In interviews with UTS undergraduates about feedback, students made the following comments:
- It as a misconception that they are only doing courses to pass assignments. They are enrolled in their subjects to learn
- The stress of the high workload was only worth it if it resulted in higher quality learning.
- They saw that the effort that they put into their projects is not reciprocated in the quality of the feedback they received from the lecturers.
- Students expect to be able to experiment but also to have their ideas challenged and tested
- Feedback helps students to improve and prevent them from making the same mistakes again.
- Feedback is useless if it comes back too late in the session. Students sometimes wait on the feedback before they feel capable of going onto the next bit.
- Grades do not equal feedback. Examinations are usually a summative form of assessment and therefore not used for feedback. Students who attempt to learn from their examinations are often frustrated that they cannot get copies of their exam papers.
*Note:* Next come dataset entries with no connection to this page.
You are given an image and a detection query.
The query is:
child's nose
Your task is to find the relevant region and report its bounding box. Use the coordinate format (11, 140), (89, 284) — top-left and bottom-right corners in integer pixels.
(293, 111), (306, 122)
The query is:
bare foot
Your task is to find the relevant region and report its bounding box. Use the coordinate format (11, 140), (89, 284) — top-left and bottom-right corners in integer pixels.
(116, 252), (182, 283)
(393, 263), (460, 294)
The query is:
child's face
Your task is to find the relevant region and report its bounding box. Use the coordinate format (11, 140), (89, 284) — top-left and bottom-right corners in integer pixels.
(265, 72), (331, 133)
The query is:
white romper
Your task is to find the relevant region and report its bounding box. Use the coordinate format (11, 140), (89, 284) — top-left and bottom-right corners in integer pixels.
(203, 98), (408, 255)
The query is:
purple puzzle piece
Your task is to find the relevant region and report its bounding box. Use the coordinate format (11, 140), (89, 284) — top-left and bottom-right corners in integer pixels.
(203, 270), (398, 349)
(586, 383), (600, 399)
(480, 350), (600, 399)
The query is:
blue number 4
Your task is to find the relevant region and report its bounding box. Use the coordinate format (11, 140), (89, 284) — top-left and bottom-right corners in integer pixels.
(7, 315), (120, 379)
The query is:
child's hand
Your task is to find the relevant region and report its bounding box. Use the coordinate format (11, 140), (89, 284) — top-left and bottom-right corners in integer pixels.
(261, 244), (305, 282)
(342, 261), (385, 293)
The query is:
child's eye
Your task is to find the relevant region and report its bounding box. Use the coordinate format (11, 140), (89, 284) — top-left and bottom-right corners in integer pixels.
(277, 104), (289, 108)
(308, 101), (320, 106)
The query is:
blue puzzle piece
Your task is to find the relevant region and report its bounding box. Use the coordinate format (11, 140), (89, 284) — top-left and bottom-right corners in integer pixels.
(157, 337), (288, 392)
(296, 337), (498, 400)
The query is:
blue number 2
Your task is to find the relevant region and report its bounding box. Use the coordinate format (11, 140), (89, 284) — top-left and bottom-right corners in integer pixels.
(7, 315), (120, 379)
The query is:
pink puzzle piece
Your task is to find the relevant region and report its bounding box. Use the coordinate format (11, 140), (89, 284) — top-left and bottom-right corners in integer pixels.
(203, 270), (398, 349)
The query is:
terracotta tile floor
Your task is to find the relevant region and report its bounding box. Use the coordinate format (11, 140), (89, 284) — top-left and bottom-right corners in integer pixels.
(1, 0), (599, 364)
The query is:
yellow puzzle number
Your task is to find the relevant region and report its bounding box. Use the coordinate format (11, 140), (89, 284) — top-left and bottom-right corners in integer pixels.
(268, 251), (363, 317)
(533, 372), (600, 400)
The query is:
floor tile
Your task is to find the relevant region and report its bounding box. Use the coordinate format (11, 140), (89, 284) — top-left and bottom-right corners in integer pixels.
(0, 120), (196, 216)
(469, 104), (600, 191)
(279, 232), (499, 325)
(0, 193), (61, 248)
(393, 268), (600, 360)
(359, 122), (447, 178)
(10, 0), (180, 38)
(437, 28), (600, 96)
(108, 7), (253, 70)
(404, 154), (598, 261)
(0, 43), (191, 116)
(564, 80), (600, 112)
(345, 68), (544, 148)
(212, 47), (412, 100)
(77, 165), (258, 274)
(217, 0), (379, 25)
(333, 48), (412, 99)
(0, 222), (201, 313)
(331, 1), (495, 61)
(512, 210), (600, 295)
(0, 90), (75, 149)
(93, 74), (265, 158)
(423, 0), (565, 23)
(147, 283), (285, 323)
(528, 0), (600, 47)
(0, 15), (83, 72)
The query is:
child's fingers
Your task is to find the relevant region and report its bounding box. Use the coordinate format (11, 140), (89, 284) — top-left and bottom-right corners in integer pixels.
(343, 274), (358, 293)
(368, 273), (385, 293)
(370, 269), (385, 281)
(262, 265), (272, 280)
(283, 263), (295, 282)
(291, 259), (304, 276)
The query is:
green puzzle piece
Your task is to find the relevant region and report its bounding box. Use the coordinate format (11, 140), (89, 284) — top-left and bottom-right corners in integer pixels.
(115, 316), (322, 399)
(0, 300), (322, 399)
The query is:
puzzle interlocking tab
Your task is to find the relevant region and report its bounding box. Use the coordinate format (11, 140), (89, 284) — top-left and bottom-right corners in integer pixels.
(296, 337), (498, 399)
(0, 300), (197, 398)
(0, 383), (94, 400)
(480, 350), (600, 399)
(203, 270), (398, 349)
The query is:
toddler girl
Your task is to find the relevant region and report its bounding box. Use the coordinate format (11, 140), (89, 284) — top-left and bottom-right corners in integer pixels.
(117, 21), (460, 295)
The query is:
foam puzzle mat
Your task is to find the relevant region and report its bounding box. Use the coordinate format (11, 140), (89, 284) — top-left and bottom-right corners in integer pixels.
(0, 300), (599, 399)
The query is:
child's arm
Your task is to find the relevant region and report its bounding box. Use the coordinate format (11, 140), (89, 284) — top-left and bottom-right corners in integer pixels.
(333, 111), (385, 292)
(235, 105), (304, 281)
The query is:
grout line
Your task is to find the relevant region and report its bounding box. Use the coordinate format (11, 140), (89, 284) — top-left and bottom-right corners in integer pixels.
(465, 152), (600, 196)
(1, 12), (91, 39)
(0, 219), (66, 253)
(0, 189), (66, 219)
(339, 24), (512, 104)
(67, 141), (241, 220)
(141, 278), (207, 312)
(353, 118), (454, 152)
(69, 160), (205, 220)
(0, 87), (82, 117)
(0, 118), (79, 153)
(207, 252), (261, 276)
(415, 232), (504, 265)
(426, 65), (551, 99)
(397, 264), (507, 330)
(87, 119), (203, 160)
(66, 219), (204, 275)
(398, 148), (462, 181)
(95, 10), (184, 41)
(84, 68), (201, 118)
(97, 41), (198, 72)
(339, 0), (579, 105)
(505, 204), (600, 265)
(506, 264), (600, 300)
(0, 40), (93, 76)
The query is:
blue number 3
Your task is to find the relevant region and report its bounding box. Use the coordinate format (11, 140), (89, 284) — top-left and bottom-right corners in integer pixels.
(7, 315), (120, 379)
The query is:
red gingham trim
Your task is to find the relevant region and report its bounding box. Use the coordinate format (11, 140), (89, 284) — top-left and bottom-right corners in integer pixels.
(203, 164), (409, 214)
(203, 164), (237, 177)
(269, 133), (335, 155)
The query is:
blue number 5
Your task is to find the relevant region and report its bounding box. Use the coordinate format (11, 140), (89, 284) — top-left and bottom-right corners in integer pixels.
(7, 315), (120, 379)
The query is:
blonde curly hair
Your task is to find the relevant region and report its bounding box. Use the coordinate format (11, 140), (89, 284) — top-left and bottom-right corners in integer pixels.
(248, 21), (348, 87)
- The quality of the feedback is the same as the quality of teaching. Only the lecturers who really care about their learning provide feedback.
- Poor quality feedback also reflects poorly on the University. It gives the impression of overcrowded classes, a lack of personal help and encourages cheating
- Students expect more feedback now they increasingly having to fund their own education. These are questions of accountability and transparency.
- Students argue that there should be two stages of submission of assignments so they can receive formative feedback and improve their assignments
For students, high quality feedback consists of following three things:
1. A clear criteria against which to judge the comments.
“The whole feedback is based on spelling and grammar, and not just that; there's the style, he'll even criticise the size of the font you use”
2. Comments that are detailed and related to specific aspects of their work. We're given verbal feedback during a tutorial, but often it's quite general and doesn't always apply to you
“The best feedback is where you get written comments and they are written alongside the actual bit of your assignment that they’re commenting on.”
3. Comments are improvement focussed.
“Feedback is very good as it doesn’t just lead you on by letting you know what you’ve done right or wrong, but it also makes you think of ways to solve future problems.”